An excerpt by Elaine Cha
This is a photo from my sixth birthday.
It was 1982. My parents ran a corner store called Norma’s Variety in Dundas, Ontario and our multi-generational family lived in the flat upstairs. (No, there wasn’t a Norma in our lineage. Yes, Kim’s Convenience is “real.”) The friends around me were neighbourhood playmates and schoolmates younger/peer/older. And a few of them were there the very first time I got “chink”-ed… and fought back.
At this point, this text could go so many places. The storyteller in me urges vivid detail (“F bombs! Shin kicks!”); the conventional journo, just the facts. Yet in this historical, cultural moment, I feel less inclined to explain what happened re: that ugly (and inaccurate) slur and more compelled to ask,
“Reader ~~ Where does the story go for you? What are you thinking, imagining, maybe remembering or recognizing? What does that reveal about who or what you know? And how might your responses point to things bigger than individual choices, independent actions, or isolated experiences?”
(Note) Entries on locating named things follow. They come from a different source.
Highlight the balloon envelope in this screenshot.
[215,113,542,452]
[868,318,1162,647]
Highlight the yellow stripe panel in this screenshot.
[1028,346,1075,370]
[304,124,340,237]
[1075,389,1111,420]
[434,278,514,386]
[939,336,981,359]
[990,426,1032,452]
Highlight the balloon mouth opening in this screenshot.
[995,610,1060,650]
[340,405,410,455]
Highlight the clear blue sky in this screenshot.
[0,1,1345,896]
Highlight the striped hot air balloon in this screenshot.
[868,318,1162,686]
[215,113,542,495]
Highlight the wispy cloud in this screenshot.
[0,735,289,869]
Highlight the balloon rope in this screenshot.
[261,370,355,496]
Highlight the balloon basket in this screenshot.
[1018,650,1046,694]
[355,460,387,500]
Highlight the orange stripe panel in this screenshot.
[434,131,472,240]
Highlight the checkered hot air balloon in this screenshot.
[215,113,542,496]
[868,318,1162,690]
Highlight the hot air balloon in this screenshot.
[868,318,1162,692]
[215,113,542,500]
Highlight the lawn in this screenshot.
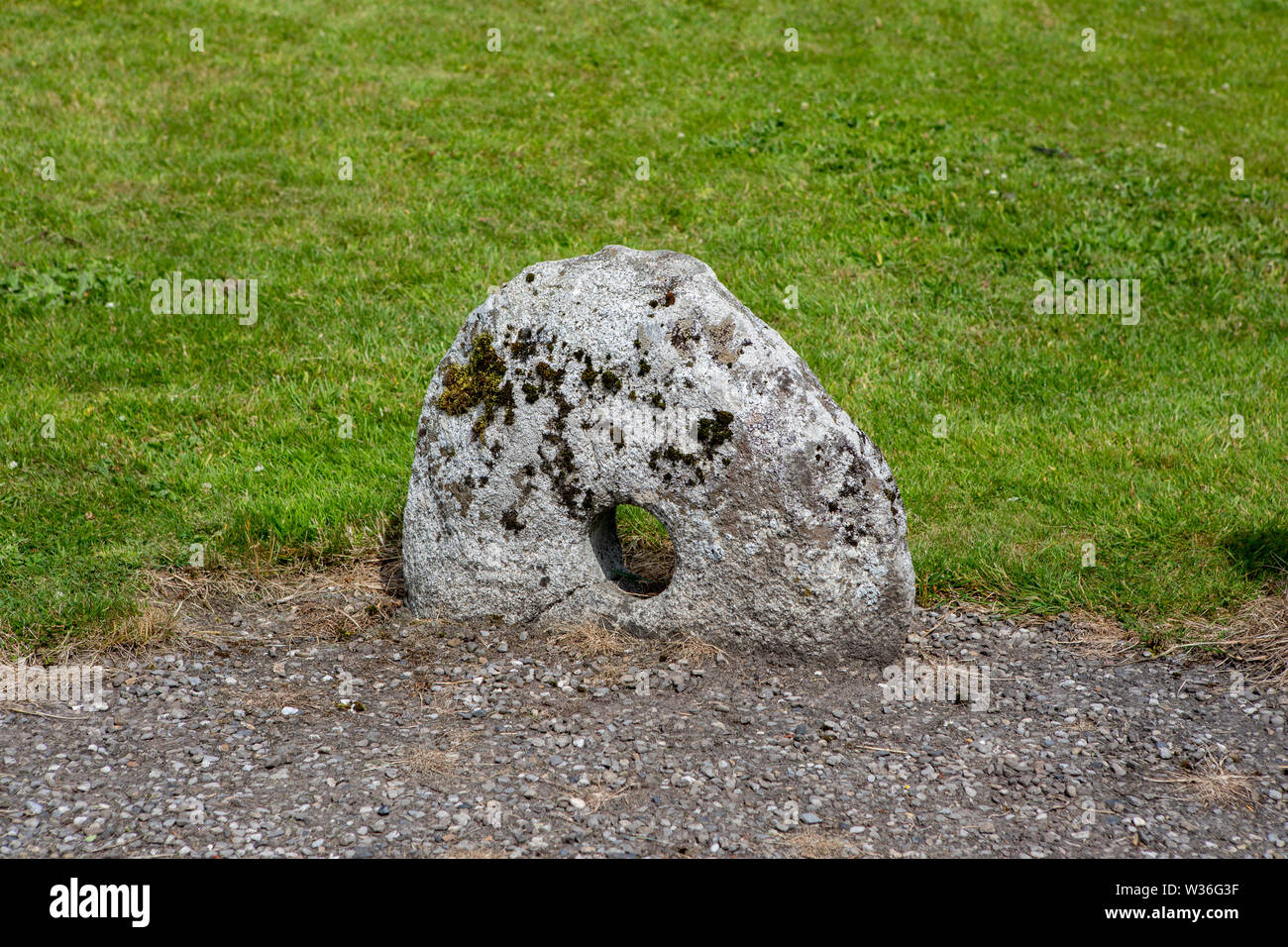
[0,0,1288,648]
I was invited to write about how I self-identify. After several scrapped drafts, however, I found myself at Questions > Statement because identification – even when I do so for/about myself – depends on where I am. Whom I’m with. What’s necessitated descriptors I deploy or avoid. And as my half-told kindergarten tale shows, there are times who I say I am doesn’t matter when people and institutions decide that mistaking me suits them just fine.
Clearly self-identification’s too much to cover in a few expository paragraphs. But it isn’t too much to explore in a space of caring, respecting relationship. That can be a place where inquirings are openings, not demands or pressures, and responses aren’t answers so much as reflections that can change over time.
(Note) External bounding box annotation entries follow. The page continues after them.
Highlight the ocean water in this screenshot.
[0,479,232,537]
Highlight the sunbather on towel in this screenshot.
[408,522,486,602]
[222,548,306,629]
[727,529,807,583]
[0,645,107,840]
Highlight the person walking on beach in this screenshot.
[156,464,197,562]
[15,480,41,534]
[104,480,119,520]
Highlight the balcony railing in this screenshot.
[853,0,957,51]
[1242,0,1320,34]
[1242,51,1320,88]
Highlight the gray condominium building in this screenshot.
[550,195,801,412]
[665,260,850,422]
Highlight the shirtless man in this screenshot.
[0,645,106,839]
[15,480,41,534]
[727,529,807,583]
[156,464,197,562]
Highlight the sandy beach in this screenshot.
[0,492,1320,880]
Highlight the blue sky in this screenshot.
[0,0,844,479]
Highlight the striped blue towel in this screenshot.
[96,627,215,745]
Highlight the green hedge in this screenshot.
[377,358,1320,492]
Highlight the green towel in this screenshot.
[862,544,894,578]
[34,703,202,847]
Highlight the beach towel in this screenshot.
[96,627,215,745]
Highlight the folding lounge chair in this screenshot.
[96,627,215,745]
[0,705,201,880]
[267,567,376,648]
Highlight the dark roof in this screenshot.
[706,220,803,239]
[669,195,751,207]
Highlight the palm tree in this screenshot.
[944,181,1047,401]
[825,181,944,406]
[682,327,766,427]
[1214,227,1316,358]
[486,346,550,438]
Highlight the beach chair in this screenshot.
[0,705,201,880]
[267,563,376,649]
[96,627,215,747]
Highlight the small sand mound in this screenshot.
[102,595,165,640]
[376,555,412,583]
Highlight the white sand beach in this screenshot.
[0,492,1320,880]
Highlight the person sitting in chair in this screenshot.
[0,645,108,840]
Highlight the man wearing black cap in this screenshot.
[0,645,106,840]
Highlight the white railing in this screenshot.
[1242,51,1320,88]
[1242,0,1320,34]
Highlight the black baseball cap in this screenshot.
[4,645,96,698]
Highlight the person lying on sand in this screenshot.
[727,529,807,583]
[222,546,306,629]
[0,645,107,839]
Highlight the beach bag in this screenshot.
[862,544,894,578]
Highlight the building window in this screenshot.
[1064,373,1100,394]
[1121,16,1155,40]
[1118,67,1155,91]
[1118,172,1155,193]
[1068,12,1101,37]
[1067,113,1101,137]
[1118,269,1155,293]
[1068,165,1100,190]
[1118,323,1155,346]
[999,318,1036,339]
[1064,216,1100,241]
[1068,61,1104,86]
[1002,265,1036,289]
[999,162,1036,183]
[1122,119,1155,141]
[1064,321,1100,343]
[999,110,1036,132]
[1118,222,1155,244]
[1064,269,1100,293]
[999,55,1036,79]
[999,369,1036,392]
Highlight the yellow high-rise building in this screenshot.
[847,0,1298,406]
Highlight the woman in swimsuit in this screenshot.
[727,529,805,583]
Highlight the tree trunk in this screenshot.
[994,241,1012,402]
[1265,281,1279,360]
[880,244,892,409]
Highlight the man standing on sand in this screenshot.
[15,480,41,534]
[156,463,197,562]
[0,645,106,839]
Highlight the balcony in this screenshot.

I started this post with an anecdote about being a kid in Canada – and now, an adult in Midwest USA whose Korean American son’s the same age I was in ‘82 – with an East Asian face. I could’ve left it at “I got ‘chink’-ed,” but I chose “fought back” because the grown-ups and friends in my corner asserted my power to raise my voice (and, in a couple different ways, my foot).
So if you’re reading this post and/or absorbing the May 2021 “Healing & Humility” RRR webinar to support an Asian Little, Parent/Guardian, Big, agency colleague or partner in your life, I offer these few encouragements:
As you listen to understand (not fix), remember there’s no single story to being Asian or Asian American: that includes everything from responses to rising reports of anti-Asian violence and positions on hate crime legislation to critiques of Asian representation on-screen and “authentic” Asian food.
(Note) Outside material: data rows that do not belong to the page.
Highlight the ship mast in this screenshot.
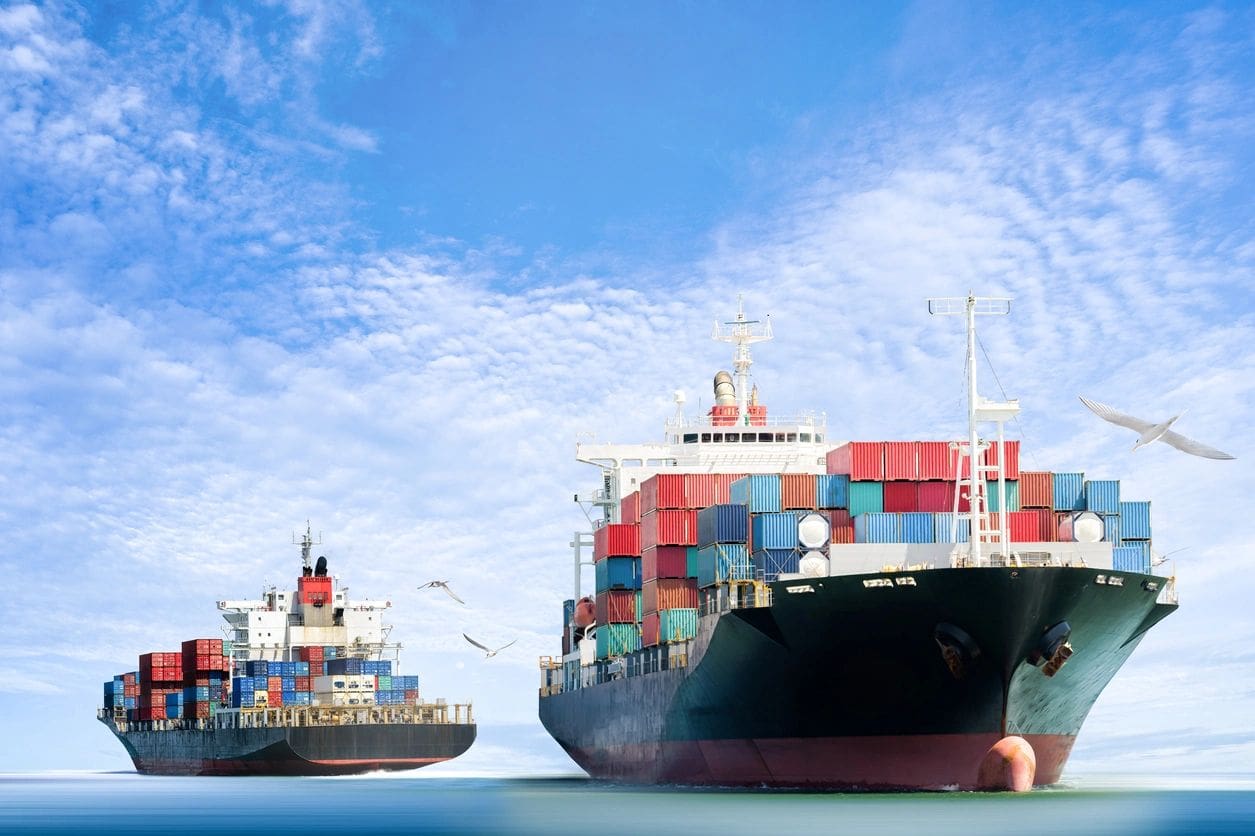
[710,294,772,424]
[929,291,1019,566]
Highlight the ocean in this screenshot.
[0,772,1255,836]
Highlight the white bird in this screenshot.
[1081,398,1232,458]
[419,581,467,606]
[462,633,518,659]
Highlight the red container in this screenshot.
[778,473,818,512]
[885,482,920,513]
[640,473,689,520]
[640,510,698,551]
[640,546,689,581]
[619,491,640,523]
[885,442,920,482]
[597,589,636,624]
[984,441,1023,479]
[684,473,719,508]
[825,508,855,528]
[640,613,660,648]
[990,511,1042,542]
[1020,471,1054,508]
[827,442,885,482]
[915,442,954,481]
[916,482,954,513]
[592,522,640,561]
[640,577,698,613]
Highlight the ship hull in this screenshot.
[106,723,476,776]
[540,567,1175,790]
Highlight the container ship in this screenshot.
[97,526,476,776]
[540,296,1177,790]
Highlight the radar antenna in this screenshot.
[929,291,1019,566]
[710,294,772,424]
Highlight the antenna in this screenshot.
[710,294,772,423]
[929,291,1019,566]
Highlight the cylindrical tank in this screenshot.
[797,513,831,549]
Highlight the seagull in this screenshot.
[1081,398,1232,458]
[419,581,467,606]
[462,633,518,659]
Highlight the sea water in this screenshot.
[0,773,1255,836]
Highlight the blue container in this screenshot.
[597,624,640,659]
[850,482,885,517]
[728,473,782,513]
[1119,502,1151,542]
[855,512,902,542]
[754,549,802,581]
[595,557,640,592]
[900,511,933,542]
[1102,513,1123,546]
[658,609,698,644]
[698,542,754,586]
[1086,480,1119,513]
[814,473,850,508]
[1050,473,1086,511]
[1111,541,1151,575]
[698,505,749,547]
[749,511,797,551]
[985,480,1019,511]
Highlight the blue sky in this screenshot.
[0,0,1255,774]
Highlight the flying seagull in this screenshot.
[419,581,467,606]
[1081,398,1232,458]
[462,633,518,659]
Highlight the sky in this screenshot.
[0,0,1255,776]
Make room for what Asian folks are ready to discuss with you, not just what you don’t get or what’s blazing across social media or news coverage.
Take time, on your own and in relationship/community, to explore Asian American and Pacific Islander experiences and perspectives. Take advantage of all the content out there in May, but resist turning attention off when 6/1 comes. The end of AAPI Heritage Month will inevitably put media focus elsewhere; I hope your attentiveness to what your Asian friends care about holds way beyond this May and all Mays to come.
You ready to do this? Let’s grow, and fight, together.